Date

2015

Department or Program

Economics

Primary Wellesley Thesis Advisor

Pinar Keskin

Additional Advisor(s)

Ama Baafra Abeberese

Additional Advisor

Robin McKnight

Abstract

Does free and fair trade benefit the workers in an industry? My thesis investigates this question in the context of the Multifiber Arrangement, a system of quotas established in 1974 to protect the textile industries in developed countries by restricting cheaper imports from developing countries. Lifting of these quotas mandated by the WTO between 1995 and 2005, therefore, meant opportunities for greater textile production in internationally competitive developing economies such as India, where the textile industry accounts for over 5.2% of global production and is the second largest generator of employment after agriculture.

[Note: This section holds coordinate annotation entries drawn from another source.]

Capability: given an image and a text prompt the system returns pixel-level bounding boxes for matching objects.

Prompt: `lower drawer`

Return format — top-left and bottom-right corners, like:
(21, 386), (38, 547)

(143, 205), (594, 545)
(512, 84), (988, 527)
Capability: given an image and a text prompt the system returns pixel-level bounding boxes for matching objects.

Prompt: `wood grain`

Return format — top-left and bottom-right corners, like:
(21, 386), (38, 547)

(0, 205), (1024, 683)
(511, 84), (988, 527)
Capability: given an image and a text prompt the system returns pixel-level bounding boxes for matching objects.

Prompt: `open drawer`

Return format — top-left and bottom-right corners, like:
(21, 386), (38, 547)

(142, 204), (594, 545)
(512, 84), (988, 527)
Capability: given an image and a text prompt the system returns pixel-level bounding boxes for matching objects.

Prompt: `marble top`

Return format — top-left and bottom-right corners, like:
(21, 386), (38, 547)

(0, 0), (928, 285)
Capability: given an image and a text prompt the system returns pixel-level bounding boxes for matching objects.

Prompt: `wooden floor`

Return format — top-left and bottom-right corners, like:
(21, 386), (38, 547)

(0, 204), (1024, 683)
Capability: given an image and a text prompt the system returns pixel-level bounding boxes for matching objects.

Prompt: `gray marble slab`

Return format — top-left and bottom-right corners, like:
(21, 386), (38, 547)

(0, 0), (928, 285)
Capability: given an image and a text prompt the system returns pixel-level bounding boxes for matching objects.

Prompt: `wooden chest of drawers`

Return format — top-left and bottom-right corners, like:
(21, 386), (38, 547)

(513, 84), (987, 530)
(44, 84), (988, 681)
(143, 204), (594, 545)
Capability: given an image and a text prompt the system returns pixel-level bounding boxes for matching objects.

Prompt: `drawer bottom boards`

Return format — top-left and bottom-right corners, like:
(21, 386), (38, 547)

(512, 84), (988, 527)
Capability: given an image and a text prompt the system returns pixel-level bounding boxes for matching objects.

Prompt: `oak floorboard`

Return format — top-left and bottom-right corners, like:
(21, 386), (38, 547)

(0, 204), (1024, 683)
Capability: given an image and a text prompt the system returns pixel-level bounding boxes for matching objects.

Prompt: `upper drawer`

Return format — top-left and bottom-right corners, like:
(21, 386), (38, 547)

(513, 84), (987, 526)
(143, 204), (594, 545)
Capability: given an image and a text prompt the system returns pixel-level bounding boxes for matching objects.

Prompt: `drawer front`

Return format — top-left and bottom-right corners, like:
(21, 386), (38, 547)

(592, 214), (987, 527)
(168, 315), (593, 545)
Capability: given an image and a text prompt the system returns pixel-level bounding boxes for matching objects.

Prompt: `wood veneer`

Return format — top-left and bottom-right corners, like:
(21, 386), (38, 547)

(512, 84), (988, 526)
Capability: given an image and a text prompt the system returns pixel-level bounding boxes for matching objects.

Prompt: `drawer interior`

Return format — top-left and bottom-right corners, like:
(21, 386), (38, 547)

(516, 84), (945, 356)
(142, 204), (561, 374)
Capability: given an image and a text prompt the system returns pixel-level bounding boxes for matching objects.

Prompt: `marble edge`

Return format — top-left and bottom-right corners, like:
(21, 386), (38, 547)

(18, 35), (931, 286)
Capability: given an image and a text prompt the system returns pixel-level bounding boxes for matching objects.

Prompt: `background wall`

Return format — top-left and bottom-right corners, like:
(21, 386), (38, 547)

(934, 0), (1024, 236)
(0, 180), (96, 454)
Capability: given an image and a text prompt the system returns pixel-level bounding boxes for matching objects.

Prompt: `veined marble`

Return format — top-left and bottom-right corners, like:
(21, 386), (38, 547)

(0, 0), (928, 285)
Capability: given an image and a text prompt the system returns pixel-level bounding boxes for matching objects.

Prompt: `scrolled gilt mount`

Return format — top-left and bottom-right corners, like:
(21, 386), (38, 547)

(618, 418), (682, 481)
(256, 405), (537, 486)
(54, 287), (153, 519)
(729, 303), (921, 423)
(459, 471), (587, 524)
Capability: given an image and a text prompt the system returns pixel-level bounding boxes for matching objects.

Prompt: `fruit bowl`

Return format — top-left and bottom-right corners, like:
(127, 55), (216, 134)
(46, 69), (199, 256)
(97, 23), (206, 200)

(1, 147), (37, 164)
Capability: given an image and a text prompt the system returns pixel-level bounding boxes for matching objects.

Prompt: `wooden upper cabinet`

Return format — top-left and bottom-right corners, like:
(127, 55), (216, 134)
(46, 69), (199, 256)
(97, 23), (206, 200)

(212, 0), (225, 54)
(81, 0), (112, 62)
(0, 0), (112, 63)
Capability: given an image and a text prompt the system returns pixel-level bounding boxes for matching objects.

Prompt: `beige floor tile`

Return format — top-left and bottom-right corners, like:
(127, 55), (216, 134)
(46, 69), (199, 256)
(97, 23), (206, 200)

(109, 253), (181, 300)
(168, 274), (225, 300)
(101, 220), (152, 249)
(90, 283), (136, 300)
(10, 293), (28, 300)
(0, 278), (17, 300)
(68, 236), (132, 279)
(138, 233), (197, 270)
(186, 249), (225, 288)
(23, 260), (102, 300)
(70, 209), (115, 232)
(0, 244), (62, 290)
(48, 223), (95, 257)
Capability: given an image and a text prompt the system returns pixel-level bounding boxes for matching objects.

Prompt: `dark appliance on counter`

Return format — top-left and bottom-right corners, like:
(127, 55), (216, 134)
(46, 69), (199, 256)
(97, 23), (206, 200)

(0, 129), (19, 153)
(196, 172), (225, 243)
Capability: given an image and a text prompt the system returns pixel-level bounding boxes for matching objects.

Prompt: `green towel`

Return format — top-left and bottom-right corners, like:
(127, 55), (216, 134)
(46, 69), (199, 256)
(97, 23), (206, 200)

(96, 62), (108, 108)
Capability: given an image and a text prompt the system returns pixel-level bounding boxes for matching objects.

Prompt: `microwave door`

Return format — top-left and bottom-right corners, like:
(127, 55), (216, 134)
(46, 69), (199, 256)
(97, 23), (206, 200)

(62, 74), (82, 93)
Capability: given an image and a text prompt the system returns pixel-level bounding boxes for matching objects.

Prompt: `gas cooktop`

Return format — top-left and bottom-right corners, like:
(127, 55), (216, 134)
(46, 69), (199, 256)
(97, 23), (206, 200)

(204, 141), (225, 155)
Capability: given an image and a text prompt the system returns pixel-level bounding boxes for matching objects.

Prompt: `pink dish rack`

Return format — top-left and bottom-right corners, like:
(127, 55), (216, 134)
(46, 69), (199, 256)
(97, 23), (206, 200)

In labor-intensive industries, an increase in production should further mean more employment, and possibly higher wages and improved livelihood. Using variation in the pre-agreement industry mix across states in India, my results suggest that textile and clothing production and employment grew as the MFA quotas were lifted, and that larger textile-producing states pre-reform saw a greater increase in output and employment than smaller producers. I also find that larger producers of textiles experienced a greater decline in absolute poverty, but a differential rise in inequality; benefits to the quota removal seem to be going to the owners of big textiles businesses, and not workers.